Please show up Siddhartha and I promise to make everything right, I prayed sliently in my heart which is aching already.

....

"The moon is out!, the moon is out!", Poonam yelled coming into the sitting room where were busy having some family chat.

"Come on everyone, let's go to the terrace", mom Leela said and everyone started heading to the terrace but my eyes were fixed on the entrance door for him to walk through that door but no sign of him.

Mom Leela called him few minutes ago and he said he was still busy at the sight but will be home before the full moon but he isnt here and its the full moon already.

I felt my heart aching more on the thoughts that he's not going to show up.

I hurt him so much and he properly doesnt want to show up.

A hand on my shoulder pulled me out of my thought, I looked beside me and I saw it was mom Leela with my mom behind her.

"Am so sorry for Siddhartha not showing up..I dont know what has gotten into him these past few days but I will sure talk to him..", she said and I held her hand trying to hold back the tears that am sure is shining in my eyes right now.

I can't help with the thought that he hates me right now, not after those hurtful words I told but am willing to set things right.

"Please dont talk to him mom, I..I will handle it and besides he must be too occupied at the sight and I totally understand", I said and she searched my eyes knowning how broken I am she made to say a word but I managed a smile telling her it was fine.

I really dont want my mom to know about the deal and all and why Siddhartha isnt here right now.

"Okay beta, then you just join us for the ritual and then you break your fast", mom Leela said.

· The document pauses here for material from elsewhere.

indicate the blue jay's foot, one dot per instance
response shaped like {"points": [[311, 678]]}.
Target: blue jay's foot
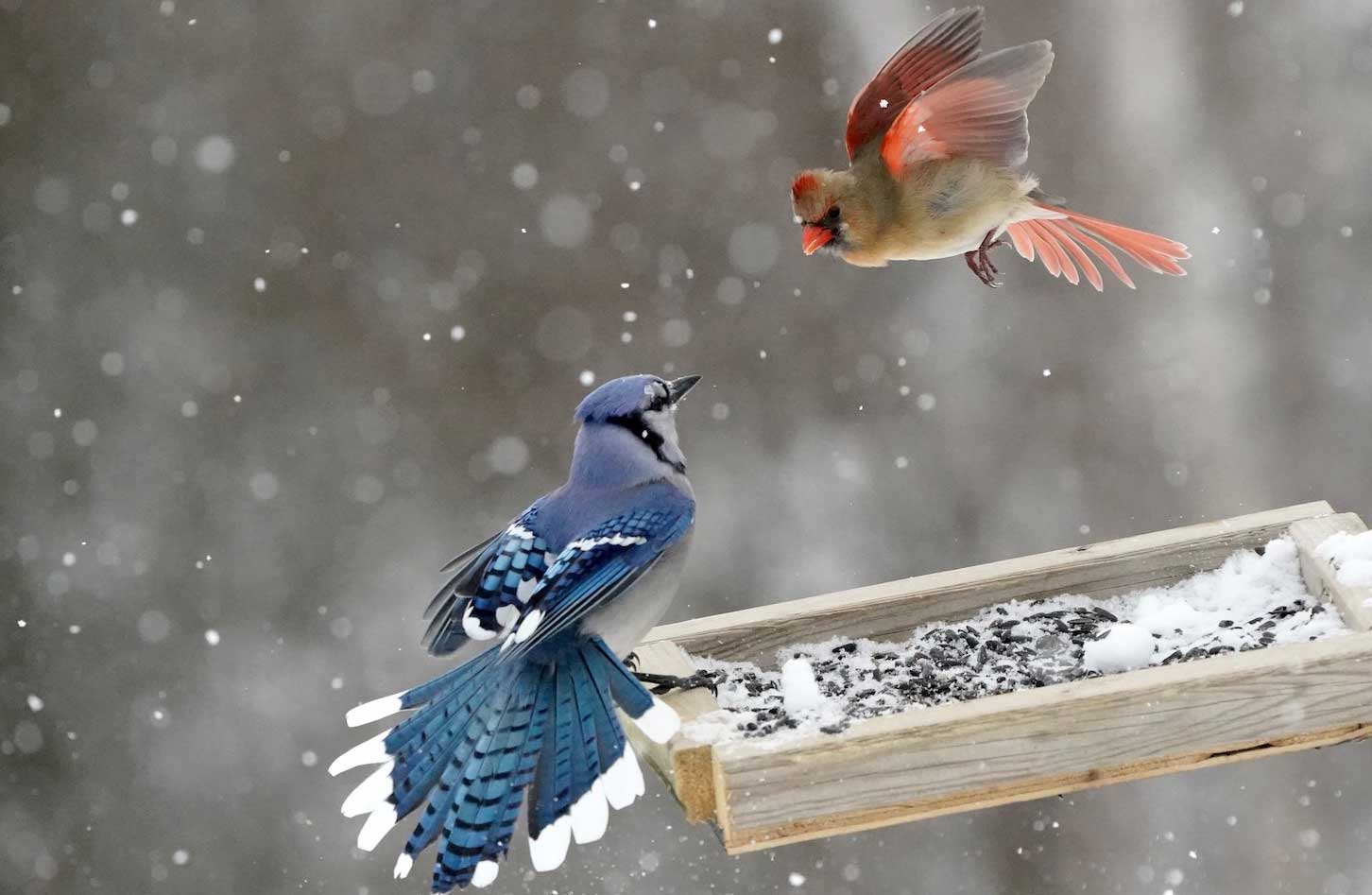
{"points": [[979, 261], [668, 682]]}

"I will join you for the ritual but i won't break my fast..I want my husband to be the one to break my fast", i said and i saw mom Leela's eyes full of sadness but I smiled and looked up behind mom Leela to my mom who seem to be watching us without saying a word but her eyes were searching mine but I averted my eye back to mom Leela.

"Let's go now", i said with a smile as I held mom Leela's hand and I looked at my mom motioning for her to start heading toward the terrace and she nodded as we both head to terrace but I looked back at the entrance door one last time before heading up to the terrace.

He hates me

He hates me

He hates me

That was all I keep screaming in my head with my scattered heart but I tried to control my tears.